Mobile phone companies are certainly responding to this growing trend; at this year’s Mobile World Congress in Barcelona there were green handsets on show from Motorola, Samsung and ZTE. Nokia has created a mobile app to let users track their energy consumption and calculate their carbon footprint, and Sony Ericsson has created a concept phone that is fully biodegradable.


Controlling caveats

Of course, a few environmentally friendly handsets are really a drop in the ocean in an industry which expects to sell about a billion handsets this year. Get under the skin of consumer thinking, and the expectations of thinking and buying greener products start to get bogged down with all kinds of caveats; the price has to be right, it has to be from a trusted brand, from a trusted retailer, with the same quality, performance and looks as the less green alternative. No wonder that mobile technology companies would rather focus on things that are making them money right now. than gambling on the fickle mores of consumers.

But nevertheless, the CEA poll found that 65% of consumers think that it’s important for consumer electronics to have some kind of green credentials. I think it’s time for companies to take another look at how they market their green credentials, and this goes for the biggest manufacturers as well as the smallest retailers.

Every company is most likely doing something to reduce the impact of their business or products, even if all that means is that they have installed recycling bins around the offices. Consumers react well to companies who they see as making an effort; it’s human nature to appreciate someone who is seen to be trying just that bit harder than the competition.


Trumpet blowing

I think that there’s plenty of scope for companies to let their customers know exactly what they are doing to make their businesses, and by association their products, greener.

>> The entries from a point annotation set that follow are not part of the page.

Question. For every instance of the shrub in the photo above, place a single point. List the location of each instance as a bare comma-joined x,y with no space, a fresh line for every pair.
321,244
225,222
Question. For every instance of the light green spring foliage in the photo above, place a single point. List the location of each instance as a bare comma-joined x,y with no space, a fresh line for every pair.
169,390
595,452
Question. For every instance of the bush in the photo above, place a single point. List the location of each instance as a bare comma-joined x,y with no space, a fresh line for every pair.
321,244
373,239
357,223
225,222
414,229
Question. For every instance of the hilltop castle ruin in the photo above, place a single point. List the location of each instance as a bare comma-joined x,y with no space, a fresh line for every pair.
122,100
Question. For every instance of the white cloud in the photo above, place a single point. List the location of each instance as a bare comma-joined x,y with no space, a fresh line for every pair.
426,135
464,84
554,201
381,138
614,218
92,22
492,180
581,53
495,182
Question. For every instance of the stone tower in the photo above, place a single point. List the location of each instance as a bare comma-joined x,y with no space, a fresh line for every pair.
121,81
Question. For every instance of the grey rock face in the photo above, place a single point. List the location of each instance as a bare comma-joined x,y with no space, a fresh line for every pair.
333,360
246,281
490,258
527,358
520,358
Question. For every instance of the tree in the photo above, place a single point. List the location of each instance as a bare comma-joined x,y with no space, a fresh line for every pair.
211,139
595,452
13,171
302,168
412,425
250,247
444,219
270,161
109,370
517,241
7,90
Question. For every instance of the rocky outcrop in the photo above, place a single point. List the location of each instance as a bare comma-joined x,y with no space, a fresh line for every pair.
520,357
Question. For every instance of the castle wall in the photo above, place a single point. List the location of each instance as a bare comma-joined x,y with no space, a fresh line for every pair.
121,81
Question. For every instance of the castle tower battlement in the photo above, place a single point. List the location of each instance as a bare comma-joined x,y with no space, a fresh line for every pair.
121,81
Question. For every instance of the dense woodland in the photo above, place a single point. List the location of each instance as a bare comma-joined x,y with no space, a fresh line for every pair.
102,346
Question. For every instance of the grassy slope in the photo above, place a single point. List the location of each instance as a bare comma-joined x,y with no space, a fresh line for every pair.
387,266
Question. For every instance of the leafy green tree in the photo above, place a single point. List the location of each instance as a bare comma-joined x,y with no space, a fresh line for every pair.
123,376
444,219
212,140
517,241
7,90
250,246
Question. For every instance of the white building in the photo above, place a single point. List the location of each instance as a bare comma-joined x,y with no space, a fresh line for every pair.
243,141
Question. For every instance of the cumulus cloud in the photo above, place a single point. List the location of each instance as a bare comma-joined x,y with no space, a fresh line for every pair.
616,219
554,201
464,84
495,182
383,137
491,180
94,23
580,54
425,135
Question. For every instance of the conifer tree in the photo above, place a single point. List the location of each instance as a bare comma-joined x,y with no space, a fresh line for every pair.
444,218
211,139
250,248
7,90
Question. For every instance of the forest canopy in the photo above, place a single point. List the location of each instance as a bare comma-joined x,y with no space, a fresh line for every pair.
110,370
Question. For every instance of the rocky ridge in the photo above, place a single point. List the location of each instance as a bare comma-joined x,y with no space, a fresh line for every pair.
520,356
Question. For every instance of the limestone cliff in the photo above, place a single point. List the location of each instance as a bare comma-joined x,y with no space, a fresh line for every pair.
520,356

For example, Nokia spends millions on marketing its handsets every year; how much does it spend letting people know that it has created a handset recycling program that spans 5000 collection points in 84 countries? That’s something that would certainly make me consider a Nokia handset next time I’m due an upgrade, as I’m one of the many people who seems to end up with a drawer full of old phones and no idea of what to do with them.

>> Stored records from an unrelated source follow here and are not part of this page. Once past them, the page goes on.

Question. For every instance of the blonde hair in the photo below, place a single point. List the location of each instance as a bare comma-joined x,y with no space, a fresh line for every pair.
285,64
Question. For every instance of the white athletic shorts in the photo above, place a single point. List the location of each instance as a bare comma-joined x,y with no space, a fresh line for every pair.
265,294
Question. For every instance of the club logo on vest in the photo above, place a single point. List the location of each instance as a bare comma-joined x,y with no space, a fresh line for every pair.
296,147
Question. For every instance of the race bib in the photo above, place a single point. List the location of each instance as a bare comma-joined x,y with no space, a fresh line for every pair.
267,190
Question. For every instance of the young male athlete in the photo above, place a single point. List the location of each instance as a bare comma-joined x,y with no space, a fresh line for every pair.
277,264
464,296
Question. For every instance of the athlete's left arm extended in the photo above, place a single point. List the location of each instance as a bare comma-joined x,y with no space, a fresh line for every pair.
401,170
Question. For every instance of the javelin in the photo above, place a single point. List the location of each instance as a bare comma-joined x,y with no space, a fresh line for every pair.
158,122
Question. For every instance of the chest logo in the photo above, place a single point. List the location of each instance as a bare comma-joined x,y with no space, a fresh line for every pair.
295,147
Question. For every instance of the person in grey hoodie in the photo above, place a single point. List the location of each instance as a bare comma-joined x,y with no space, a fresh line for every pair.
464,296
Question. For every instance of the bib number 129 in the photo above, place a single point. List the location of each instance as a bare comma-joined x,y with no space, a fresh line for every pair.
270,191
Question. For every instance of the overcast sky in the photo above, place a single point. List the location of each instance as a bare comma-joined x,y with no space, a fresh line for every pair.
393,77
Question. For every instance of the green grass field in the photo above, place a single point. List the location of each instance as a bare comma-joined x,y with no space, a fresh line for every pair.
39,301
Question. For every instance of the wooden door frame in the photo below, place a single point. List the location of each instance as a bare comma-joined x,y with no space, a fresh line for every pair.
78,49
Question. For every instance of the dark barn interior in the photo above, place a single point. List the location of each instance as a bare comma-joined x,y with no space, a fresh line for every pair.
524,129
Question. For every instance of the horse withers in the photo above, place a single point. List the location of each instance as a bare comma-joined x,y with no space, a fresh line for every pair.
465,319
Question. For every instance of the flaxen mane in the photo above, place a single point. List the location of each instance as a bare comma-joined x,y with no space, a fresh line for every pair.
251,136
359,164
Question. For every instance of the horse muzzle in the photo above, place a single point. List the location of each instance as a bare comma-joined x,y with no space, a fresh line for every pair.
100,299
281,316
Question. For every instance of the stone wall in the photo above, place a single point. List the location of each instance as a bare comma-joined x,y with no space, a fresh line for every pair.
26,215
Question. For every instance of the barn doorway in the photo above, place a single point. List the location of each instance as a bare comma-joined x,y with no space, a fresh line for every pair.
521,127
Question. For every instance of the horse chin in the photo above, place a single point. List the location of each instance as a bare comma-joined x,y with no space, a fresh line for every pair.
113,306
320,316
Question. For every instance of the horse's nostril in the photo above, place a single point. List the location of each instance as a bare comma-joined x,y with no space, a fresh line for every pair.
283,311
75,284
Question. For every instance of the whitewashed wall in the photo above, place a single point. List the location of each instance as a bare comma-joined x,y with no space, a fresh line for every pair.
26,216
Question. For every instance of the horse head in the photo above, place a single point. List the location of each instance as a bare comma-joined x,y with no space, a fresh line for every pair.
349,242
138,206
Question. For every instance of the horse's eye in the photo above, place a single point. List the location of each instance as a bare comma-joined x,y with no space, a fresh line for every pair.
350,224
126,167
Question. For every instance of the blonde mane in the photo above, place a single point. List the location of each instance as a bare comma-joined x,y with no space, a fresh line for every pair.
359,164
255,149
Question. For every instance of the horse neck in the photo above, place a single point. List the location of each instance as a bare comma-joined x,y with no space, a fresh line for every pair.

There’s plenty of research that shows that consumers would respond to a logo or description that would show them the environmental credentials of a product. So there is a massive opportunity for the whole industry to really take the lead and define standards that will help consumers make the right choices.

Something I have discussed with a few clients is the idea of measuring the factoryto- store carbon footprint of a device, so that consumers can see not only if the gadget itself has any eco credentials, but also that it has been sourced and manufactured in a responsible way.

So its time for mobile to wake up and smell the organic, fairtrade coffee. Green isn’t going away anytime soon. Let’s make sure consumers understand the efforts we are all making to deal with waste, to source responsibly, to create new devices which use less power and can be recycled more easily. Add this information to websites so it’s easy to find; make sure that when a product uses recycled packaging, there is a logo there to tell them. Little things like this can and will add up to make a real difference, as long as everybody gets on board.

If the mobile industry really is going to make itself greener, then there are going to be tough choices ahead, and we’ll need consumers on our side. That’s a marketeer’s rallying call if ever I heard one. Who’s with me?